Spatial Association Between Zones (Spatial Statistics)—ArcGIS Pro

Summary

Measures the degree of spatial association between two regionalizations of the same study area in which each regionalization is composed of a set of categories, called zones. The association between the regionalizations is determined by the area overlap between zones of each regionalization. The association is highest when each zone of one regionalization closely corresponds to a zone of the other regionalization. Similarly, spatial association is lowest when the zones of one regionalization have large overlap with many different zones of the other regionalization. The primary output of the tool is a global measure of spatial association between the categorical variables: a single number ranging from 0 (no correspondence) to 1 (perfect spatial alignment of zones). Optionally, this global association can be calculated and visualized for specific zones of either regionalization or for specific combinations of zones between regionalizations.

For example, you can use this tool to compare two sets of categorical zones, such as the crop type and soil drainage class of an agricultural area to measure how closely particular crops correspond to a specific class of soil drainage. However, you can also use this tool to measure the degree of change of the same categorical zones over time. For example, climate zones from 1990 can be compared to climate zones from 2020 to measure how much the climate zones changed over three decades. Using optional outputs, you can determine how each individual climate zone changed, such as whether arid climate zones expanded into areas that were previously semi-arid.

Learn more about how Spatial Association Between Zones works

Illustration

Examples of high and low association between blue and orange zones are shown.

Usage

The zones of the first regionalization are called the input zones, and the zones of the second regionalization are called the overlay zones.

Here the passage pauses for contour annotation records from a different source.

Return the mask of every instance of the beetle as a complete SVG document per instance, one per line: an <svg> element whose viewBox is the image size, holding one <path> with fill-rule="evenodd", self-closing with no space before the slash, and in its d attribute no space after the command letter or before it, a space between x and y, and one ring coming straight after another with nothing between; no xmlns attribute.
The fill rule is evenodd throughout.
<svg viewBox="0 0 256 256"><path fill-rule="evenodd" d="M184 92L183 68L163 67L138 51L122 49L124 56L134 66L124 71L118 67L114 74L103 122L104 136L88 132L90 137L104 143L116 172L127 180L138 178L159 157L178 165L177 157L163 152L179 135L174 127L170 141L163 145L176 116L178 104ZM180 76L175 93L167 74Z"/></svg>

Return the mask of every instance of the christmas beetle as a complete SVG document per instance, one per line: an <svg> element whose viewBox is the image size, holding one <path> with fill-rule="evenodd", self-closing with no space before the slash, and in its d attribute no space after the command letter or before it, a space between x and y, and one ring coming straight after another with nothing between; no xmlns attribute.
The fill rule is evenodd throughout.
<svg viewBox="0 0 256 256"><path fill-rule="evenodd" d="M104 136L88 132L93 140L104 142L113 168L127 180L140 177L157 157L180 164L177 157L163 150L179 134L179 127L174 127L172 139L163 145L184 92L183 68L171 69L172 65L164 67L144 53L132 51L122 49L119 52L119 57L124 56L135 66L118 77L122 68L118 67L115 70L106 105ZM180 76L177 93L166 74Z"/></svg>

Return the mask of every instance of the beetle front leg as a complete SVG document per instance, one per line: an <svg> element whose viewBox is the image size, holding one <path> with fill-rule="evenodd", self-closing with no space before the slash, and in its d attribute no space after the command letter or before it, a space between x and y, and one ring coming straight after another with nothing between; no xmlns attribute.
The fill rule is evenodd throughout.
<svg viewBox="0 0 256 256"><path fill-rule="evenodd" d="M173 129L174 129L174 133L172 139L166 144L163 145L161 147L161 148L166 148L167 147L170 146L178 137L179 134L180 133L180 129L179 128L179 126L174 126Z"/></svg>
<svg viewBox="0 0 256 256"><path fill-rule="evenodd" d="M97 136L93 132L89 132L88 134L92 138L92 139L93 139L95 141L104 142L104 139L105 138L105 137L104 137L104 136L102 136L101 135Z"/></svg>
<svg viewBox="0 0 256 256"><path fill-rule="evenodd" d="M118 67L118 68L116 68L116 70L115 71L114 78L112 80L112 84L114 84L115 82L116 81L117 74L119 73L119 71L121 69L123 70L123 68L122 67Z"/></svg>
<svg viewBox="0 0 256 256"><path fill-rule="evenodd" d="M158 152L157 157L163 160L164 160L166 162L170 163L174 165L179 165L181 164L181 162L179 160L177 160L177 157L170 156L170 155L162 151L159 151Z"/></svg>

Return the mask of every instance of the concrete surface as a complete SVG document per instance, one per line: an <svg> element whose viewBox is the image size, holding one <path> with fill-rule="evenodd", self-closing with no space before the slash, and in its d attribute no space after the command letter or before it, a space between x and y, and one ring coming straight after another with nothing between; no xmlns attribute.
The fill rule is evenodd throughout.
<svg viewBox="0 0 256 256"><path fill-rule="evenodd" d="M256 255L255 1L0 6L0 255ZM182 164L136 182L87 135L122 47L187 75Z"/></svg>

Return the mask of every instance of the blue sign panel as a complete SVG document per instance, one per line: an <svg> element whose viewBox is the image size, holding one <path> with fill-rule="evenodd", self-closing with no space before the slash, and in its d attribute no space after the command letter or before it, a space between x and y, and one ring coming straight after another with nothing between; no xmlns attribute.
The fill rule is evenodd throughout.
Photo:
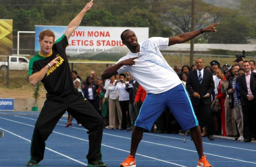
<svg viewBox="0 0 256 167"><path fill-rule="evenodd" d="M0 98L0 111L13 111L14 101L13 98Z"/></svg>

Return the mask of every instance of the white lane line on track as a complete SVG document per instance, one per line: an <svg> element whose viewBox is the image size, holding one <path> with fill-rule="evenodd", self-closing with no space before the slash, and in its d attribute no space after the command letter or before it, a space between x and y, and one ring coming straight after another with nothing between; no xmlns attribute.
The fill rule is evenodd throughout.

Each set of zones can be supplied as polygon features or as a raster along with a field indicating the category of each polygon feature or raster cell. All features or cells sharing the same value of the categorical zone field are considered to be in the same zone.
By default, the output of the tool is three numbers, each measuring a different type of global association. The values are displayed in the geoprocessing messages and returned as derived outputs. These derived outputs can be referenced as variables in Python scripts (as shown in the second code sample below) or used as inputs to other tools in ModelBuilder. The three measures of association are the following:
- Global Measure of Association—A measure of the overall association between the input and overlay zones. The value ranges from 0 (no association) to 1 (perfect correspondence). The value does not depend on which of the two regionalizations are the input and overlay zones (if the input and overlay zones are reversed, this value will not change). The statistic is determined by the harmonic mean of the following two global association measures.
- Global Correspondence of Overlay Zones within Input Zones—A measure of the consistency of the categories of the overlay within each of the input zones ranging from 0 to 1. A value of 1 indicates that every input zone contains only a single overlay zone within it (perfect correspondence of zones). Values close to 0 indicate that the input zones are evenly divided into many categories of the overlay zones (low correspondence to a single overlay zone).
- Global Correspondence of Input Zones within Overlay Zones—A measure of consistency of the categories of the overlay within each of the input zones. This value is analogous to the other global correspondence value, but it measures the variability of the input zones within the overlay zones. These two measures switch values if the input zones and overlay zones are reversed.
The global correspondence measures can be partitioned spatially into each intersection of the input and overlay zones. Each of these intersections measures the correspondence of a particular combination of input and overlay zone, such as an individual crop type and an individual soil drainage class. These specific combinations can be created using the Output Features parameter or the Output Raster parameter, depending on whether the zones are polygon features or rasters. Each of these outputs comes with two charts. The first chart shows a side-by-side bar chart of the area overlap of the overlay zones within each of the input zones. The second chart analogously shows bar charts of the area overlap of the input zones within each of the overlay zones. These charts allow you to investigate whether a specific zone corresponds well to a single zone of the other regionalization, such as a correspondence between corn and well-drained soil.
These intersections can also be aggregated into each of the input or overlay zones using the Correspondence of Overlay Zones within Input Zones and Correspondence of Input Zones within Overlay Zones parameters, respectively, if the input and overlay zones are polygons. For rasters, these aggregations are stored as fields of the output raster. These outputs allow you to measure the overall correspondence of one specific input or overlay zone to all zones of the other regionalization simultaneously. This allows you to identify specific zones with high or low overall correspondence to the other regionalization. These zones can be further investigated by looking at all of the individual intersections of that zone to determine which zone combinations are driving the overall high or low correspondence.
Unlike the global association and correspondence measures, smaller values of the local correspondence measures indicate higher correspondence. The minimum value of 0 indicates perfect correspondence, and the local measures have no upper bound, but they are rarely greater than 2.
The input and overlay zones must intersect to calculate measures of association. Any zone of one regionalization that does not intersect at least one zone of the other regionalization will not be included in the calculations.
For more information and mathematical details, see the following reference:
- Nowosad, J., Stepinski, T. F. (2018). "Spatial association between regionalizations using the information-theoretical V-measure." International Journal of Geographical Information Science. https://doi.org/10.1080/13658816.2018.1511794

Syntax

arcpy.stats.SpatialAssociationBetweenZones(input_feature_or_raster, categorical_zone_field, overlay_feature_or_raster, categorical_overlay_zone_field, {output_features}, {output_raster}, {correspondence_overlay_to_input}, {correspondence_input_to_overlay})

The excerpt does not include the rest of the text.